The seminar’s grade will contribute with 30% to the final grade.
Seminars’ structure:
1. Introductory concepts
2. Bonds valuation
3. Shares valuation
TEST 1
4. Futures and options
5. Portfolios. Return and risk
6. Informational efficiency
TEST 2
Capital markets
This course and seminar will allow you to acquire the knowledge necessary for understanding the capital
markets and the portfolio investments.
Shares: financial instruments attesting the right of property on a part of the capital of the company that issued the
shares.
Bonds: financial instruments attesting the amount borrowed by a company from investors and its obligation to pay
back the debt at a certain moment in time and to offer remuneration called coupon.
Face value, principal value or denomination (valoare nominala) vs. market value (valoare de piata).
The bond price is quoted as a percentage of the denomination.
There are three main types of bonds: floating-rate bonds, income bonds, and deep-discount bonds.
The conventional bonds have fixed obligations. That is, the coupon rate is set as a fixed percentage of the par
value.
With floating-rate bonds, the coupon payments are adjustable. The adjustments are tied to an interest-rate index
such as the Treasury-bill interest rate or the 30-year Treasury-bond rate.

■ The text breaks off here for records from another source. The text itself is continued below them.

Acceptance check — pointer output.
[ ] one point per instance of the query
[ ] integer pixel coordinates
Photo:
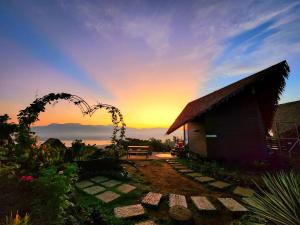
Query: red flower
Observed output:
(27, 178)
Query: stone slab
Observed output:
(111, 183)
(129, 211)
(94, 190)
(219, 184)
(148, 222)
(84, 183)
(232, 205)
(175, 199)
(152, 199)
(194, 174)
(125, 188)
(186, 171)
(202, 203)
(180, 214)
(204, 179)
(180, 167)
(99, 179)
(244, 192)
(107, 196)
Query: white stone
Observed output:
(202, 203)
(125, 188)
(204, 179)
(219, 184)
(94, 190)
(175, 199)
(148, 222)
(194, 174)
(99, 179)
(186, 171)
(152, 199)
(84, 184)
(111, 183)
(129, 211)
(245, 192)
(232, 205)
(107, 196)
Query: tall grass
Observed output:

A bond that pays no coupon must be offered at a price that is much lower than its face value. Such bonds are
known as original-issue discount bonds, deep-discount bonds, pure-discount bonds, or zero-coupon bonds.
They are frequently called zeros for short.
Capital market
The first time the firm sells shares to the general public is called the initial public offering, or IPO.

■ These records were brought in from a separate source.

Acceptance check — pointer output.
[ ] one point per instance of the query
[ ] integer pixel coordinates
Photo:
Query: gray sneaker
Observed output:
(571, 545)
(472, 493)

A new issue of securities increases both the amount of cash held by the company and the amount of stocks or bonds held by
the public. Such an issue is known as a primary issue and it is sold in the primary market. But in addition to helping
companies raise new cash, financial markets also allow investors to trade stocks or bonds between themselves. Such
purchases and sales of existing securities are known as secondary transactions and they take place in the secondary market.
Return and real return
If you buy an asset of any sort, your gain (or loss) from that investment is called the return on your investment. This return
will usually have two components. First, you mayreceive some cash directly while you own the investment. This is called the
income component of your return. Second, the value of the asset you purchase will often change. In this case, you have a
capital gain or capital loss on your investment.
Exercises
1. An investor bought on Jan. 1st 200 shares at the price of 25 monetary units per share. He receives dividends of 200 m.u.

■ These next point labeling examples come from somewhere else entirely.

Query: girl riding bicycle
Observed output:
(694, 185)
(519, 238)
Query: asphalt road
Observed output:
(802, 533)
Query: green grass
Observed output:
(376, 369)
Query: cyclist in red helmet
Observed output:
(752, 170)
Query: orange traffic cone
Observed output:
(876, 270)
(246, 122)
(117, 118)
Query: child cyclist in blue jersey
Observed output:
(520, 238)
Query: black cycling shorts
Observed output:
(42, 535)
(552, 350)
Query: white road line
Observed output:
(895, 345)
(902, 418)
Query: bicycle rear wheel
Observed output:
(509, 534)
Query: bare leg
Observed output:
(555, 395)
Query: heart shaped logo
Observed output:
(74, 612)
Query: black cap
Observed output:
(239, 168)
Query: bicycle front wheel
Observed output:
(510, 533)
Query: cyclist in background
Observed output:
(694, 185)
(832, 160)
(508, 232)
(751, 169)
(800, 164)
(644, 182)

On June, 30 th he sells the shares for:
A) 205 m.u. per share
B) 198 m.u. per share.
Compute the anual return on this opperation. Compute rhe real return on this operation knowing the consumer price index
was 102%.
2. An investor bought 200 deep-discount bond for 10000 m.u. At the end of the 4 years representing the maturity of the
bonds, he gets 700 m.u. for each bond. Please compute the real annual return of the operation knowing that the consuper price
index on the period was 105% each year.